Students approved the fee in an advisory vote to the president late last month. Of the 7,600 students who voted, 57 percent favored implementing the fee.
Armstrong said he was supportive of the tuition increase before the vote, but his views were confirmed by the student referendum.
“If I thought it was fundamentally a bad idea, I wouldn’t have let all the discussion go on,” he said.
In his email, Armstrong called the students’ approval of the fee a “statement of (students’) trust in Cal Poly.” He said he plans to keep students’ confidence by working to ensure the money brought in by the fee is targeted to areas that need funding most.
“What really hangs on me is the importance of trust,” he said. “I feel like we’ve earned the trust, and now I plan to keep it.”
Armstrong and other administrators concluded meetings Monday afternoon to decide on a plan to determine who will be on the committee that decides exactly where the money from the Student Success Fee will go.
Armstrong said the committee will be made up of 11 representatives; seven of which are students. Six of those individuals will be student-elected members of the ASI Board of Directors, one from each college.
According to Armstrong, members will be selected later this quarter and will be approved by him to serve on the committee.
One of Armstrong’s main goals is to keep the students of Cal Poly in the know as much as possible when making decisions about the Student Success Fee.
“Whatever we do, it will be done very openly and transparently,” Armstrong said.

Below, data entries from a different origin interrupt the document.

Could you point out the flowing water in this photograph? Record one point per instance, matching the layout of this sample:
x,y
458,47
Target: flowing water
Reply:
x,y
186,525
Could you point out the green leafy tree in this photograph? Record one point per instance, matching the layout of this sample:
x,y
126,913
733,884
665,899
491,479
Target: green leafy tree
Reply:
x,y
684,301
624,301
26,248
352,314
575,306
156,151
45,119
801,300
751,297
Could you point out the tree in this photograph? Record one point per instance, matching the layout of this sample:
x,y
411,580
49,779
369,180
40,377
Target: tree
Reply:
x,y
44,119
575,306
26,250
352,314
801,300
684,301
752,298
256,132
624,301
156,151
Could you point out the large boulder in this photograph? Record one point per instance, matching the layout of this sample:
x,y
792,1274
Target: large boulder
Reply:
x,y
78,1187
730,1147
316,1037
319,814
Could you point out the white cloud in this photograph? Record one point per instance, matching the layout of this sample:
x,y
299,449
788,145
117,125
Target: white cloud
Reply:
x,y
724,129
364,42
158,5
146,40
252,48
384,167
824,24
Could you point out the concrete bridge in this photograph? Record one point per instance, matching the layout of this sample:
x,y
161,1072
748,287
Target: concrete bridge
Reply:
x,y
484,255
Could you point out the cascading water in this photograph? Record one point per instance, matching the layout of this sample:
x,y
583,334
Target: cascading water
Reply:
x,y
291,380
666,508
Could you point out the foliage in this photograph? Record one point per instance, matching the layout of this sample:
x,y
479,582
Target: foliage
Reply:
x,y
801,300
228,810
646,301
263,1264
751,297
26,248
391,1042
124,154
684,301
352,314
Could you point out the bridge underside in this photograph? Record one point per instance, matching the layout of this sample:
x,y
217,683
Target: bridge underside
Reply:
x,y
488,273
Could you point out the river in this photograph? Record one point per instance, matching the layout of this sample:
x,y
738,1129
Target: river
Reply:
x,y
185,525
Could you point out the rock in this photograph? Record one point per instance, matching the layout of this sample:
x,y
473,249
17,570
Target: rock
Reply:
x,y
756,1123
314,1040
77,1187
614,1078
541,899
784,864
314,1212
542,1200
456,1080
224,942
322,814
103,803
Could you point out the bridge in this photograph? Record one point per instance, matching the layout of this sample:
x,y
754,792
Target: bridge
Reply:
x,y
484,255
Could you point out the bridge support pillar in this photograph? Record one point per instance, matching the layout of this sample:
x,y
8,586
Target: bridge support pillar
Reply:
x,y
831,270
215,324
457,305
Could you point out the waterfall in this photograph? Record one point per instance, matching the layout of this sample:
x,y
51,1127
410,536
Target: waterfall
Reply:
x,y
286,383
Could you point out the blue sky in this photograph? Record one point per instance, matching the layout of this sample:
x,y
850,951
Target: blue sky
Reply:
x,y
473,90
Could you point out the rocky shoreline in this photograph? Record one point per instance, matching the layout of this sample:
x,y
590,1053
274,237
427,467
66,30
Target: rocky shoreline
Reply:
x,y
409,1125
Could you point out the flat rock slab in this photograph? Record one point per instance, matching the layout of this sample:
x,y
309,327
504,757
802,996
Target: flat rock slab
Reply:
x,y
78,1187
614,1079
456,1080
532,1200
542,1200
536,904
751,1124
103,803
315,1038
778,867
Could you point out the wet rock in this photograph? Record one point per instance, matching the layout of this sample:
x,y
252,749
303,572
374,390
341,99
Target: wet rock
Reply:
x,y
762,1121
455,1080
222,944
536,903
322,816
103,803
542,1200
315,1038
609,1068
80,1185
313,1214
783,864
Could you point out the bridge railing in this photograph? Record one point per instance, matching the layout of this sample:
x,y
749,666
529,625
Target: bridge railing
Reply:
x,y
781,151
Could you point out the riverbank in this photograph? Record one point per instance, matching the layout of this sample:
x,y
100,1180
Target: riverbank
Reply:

In a vote conducted through the Cal Poly portal alongside the advisory referendum, students indicated their thoughts on where the Student Success Fee money should be spent. The vote found the top priorities are access to classes and labs and additional focus on Learn By Doing programs.
Associated Students, Inc. (ASI) president and political science senior Kiyana Tabrizi will co-chair the committee with Vice President of Administration and Finance Larry Kelley.
Tabrizi said student members of the committee will be ASI representatives and will reach out to student groups in order to determine financial priorities.
“I’m excited for ASI to see outreach to students and learn about different priorities and new problems we can work on in the future,” she said.
Cal Poly administrators expect the money to be allocated by the end of spring quarter for the next academic year. Tabrizi said the new ASI president, who students will elect in late April, will take an active role on the Student Success Fee committee, and will be the next co-chair after Tabrizi graduates.
“They (the student representatives) are representing students, so I am going to expect them to think for the broader student population.” Armstrong said.
Tabrizi said the incoming ASI president will be caught up with what has already been done when he or she takes office.
“It’s always this natural transition process we do every year, so we don’t have to reinvent the wheel,” Tabrizi said.
Armstrong said he wants to begin work quickly to select members for the committee that will establish a budget for the Student Success Fee.
“We want this committee to be like a biological organism: living,” Armstrong said.